Fluorescence analysis of pdC-substituted constructs. Emission spectra of DNAs containing pdC at positions (A) –6, (B) +1 and (C) –11 are shown. Measurements of 1 µM single-stranded DNAs and RNA/DNA hybrids are indicated by open squares and open circles, respectively. (D) Quantitative fluorescence quenching map of the PPT-containing hybrid duplex. Positions of pdC substitution are indicated. Relative quenching (%) = 100 × (single-stranded fluorescence – hybrid fluorescence) ÷ single-stranded fluorescence at 460 nM. Bar heights and error bars indicate the average relative quenching (%) and standard error, respectively, derived from three independent experiments.

Figure 3

RNase H cleavage analysis of pdC-substituted HIV-1 PPT constructs. Cleavage at the PPT–U3 junction is designated –1 (see Fig. 1A). Hydrolysis profiles of HIV-1 RT (A) and Ty3 RT (B) are shown. Intact substrate is shown in lane C. Lanes U indicate cleavage of the unsubstituted, PPT-containing RNA/DNA hybrid. Numbering above each lane reflects the sites of pdC substitution within the DNA strand. Asterisks demark products of analog-directed hydrolysis. Note that no such products are indicated in lane –4, since in this case analog-directed cleavage would be expected to occur at the PPT–U3 junction.

Figure 4

Processing of pdC-substituted HIV-1 PPT constructs by primer grip mutants of HIV-1 RT. Cleavage profiles of (A) wild-type p66/p51 (unsubstituted hybrid only) (B) p66^T473A/p51, (C) p66^N474A/p51, (D) p66^Q475A/p51, (E) p66^K476A/p51 and (F) p66^Y501A/p51 HIV-1 RTs are shown, with lane designations as described in Figure 3.

Figure 5

DNA polymerase activities of HIV-1 RT and Ty3 RT on pdC-substituted DNAs. (A) A 5′-³²P-end-labeled DNA primer is annealed to either an unsubstituted DNA template or a template containing a pdC substitution at one of the six positions shaded gray. For clarity, the numbering convention was changed to reflect nucleoside positioning relative to the primer 3′ terminus (e.g. the initial dA incorporation occurs opposite the template dT at position +1). The arrow denotes the direction of DNA synthesis. DNA synthesis catalyzed by (B) HIV-1 RT or (C) Ty3 RT was examined. Unextended primer (P), full-length product (P+22) and products of intermediate length are indicated.

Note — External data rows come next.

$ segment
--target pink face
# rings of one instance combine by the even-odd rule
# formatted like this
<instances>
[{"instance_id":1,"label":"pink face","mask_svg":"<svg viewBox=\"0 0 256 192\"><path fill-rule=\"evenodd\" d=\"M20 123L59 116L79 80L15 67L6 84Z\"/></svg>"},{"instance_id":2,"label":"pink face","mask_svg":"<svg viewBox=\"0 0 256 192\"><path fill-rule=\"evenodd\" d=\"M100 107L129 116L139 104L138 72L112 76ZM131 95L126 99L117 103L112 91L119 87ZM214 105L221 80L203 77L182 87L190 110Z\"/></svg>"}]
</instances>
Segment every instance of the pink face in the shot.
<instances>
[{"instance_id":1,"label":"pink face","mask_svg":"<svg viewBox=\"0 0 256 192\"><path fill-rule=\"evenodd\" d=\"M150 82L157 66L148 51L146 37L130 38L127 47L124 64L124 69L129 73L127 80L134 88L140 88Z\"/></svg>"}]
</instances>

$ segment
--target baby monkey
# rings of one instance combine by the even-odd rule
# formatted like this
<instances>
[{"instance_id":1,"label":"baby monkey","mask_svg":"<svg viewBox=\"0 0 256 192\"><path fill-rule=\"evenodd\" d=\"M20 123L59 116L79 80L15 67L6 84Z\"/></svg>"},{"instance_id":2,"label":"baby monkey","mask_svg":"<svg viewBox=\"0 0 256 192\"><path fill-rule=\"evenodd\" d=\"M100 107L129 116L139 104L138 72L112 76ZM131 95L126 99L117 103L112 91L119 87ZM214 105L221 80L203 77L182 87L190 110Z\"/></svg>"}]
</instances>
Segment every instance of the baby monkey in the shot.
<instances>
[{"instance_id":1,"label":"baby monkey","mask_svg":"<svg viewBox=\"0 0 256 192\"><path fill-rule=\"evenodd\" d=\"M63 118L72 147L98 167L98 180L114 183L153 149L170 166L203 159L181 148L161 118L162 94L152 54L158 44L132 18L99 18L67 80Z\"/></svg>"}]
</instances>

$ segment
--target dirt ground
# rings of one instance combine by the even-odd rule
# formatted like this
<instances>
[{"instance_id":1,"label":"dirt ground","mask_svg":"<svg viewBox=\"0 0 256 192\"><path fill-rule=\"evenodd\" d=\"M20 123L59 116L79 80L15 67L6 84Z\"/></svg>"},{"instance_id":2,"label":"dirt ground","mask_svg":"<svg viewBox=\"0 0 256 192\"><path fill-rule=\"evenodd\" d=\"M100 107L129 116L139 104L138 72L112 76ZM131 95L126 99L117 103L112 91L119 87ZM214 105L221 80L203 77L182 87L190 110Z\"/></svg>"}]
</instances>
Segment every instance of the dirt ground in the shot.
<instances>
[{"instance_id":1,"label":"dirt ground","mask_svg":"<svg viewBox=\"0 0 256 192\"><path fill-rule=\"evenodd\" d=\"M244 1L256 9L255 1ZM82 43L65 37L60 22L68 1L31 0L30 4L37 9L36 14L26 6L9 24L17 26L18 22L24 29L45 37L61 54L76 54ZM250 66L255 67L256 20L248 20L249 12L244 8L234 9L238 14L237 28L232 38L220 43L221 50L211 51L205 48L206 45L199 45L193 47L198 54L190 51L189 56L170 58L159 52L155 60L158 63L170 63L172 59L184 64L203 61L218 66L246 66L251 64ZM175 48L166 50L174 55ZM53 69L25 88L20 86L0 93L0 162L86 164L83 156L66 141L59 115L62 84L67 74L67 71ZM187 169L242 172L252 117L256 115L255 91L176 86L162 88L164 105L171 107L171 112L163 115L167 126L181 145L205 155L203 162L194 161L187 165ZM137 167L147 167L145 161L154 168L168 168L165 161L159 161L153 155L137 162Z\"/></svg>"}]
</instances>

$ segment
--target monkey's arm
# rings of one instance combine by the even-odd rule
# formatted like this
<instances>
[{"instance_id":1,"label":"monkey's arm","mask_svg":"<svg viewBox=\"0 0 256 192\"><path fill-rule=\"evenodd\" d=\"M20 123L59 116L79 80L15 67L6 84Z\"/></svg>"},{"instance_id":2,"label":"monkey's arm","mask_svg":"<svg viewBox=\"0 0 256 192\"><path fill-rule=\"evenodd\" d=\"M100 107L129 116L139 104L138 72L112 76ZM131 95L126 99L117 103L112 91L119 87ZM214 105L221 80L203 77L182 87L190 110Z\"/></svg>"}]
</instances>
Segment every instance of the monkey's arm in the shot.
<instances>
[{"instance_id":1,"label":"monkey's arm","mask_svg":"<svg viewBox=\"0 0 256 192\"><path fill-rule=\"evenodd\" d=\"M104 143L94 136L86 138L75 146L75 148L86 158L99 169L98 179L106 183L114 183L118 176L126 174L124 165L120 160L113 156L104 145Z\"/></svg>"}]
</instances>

Lane designations reflect sites of pdC substitution, with DNA synthesis over an unsubstituted template shown in lane U.

Figure 6

Effects of pdC on fidelity of DNA synthesis catalyzed by HIV-1 RT. (A) The substrates and numbering convention are identical to those described in Figure 5, except that pdC is introduced exclusively at position +2. (B) DNA synthesis profiles from reactions containing (lanes a) dATP and dGTP, (lanes b) dATP and dTTP, (lanes c) dATP and dCTP, (lanes d) dATP alone or (lanes e) all four nucleotides. Unextended primer (P), fully extended primer (P+21), intermediate products and the template used in the reaction (top) are indicated.

Figure 7

HIV-1 RT–PPT/DNA during plus-strand primer selection. Based on the structure reported by Sarafianos et al. (10), the schematic reflects the projected positioning of RT for cleavage at the PPT–U3 junction (open circle), as well as the nucleic acid distortion centered around positions –12/–13. Anticipated locations of DNA polymerase and RNase H active sites, the RNase H primer grip and all residues projected to contact nucleic acid are indicated. PPT nucleotides are indicated in bold.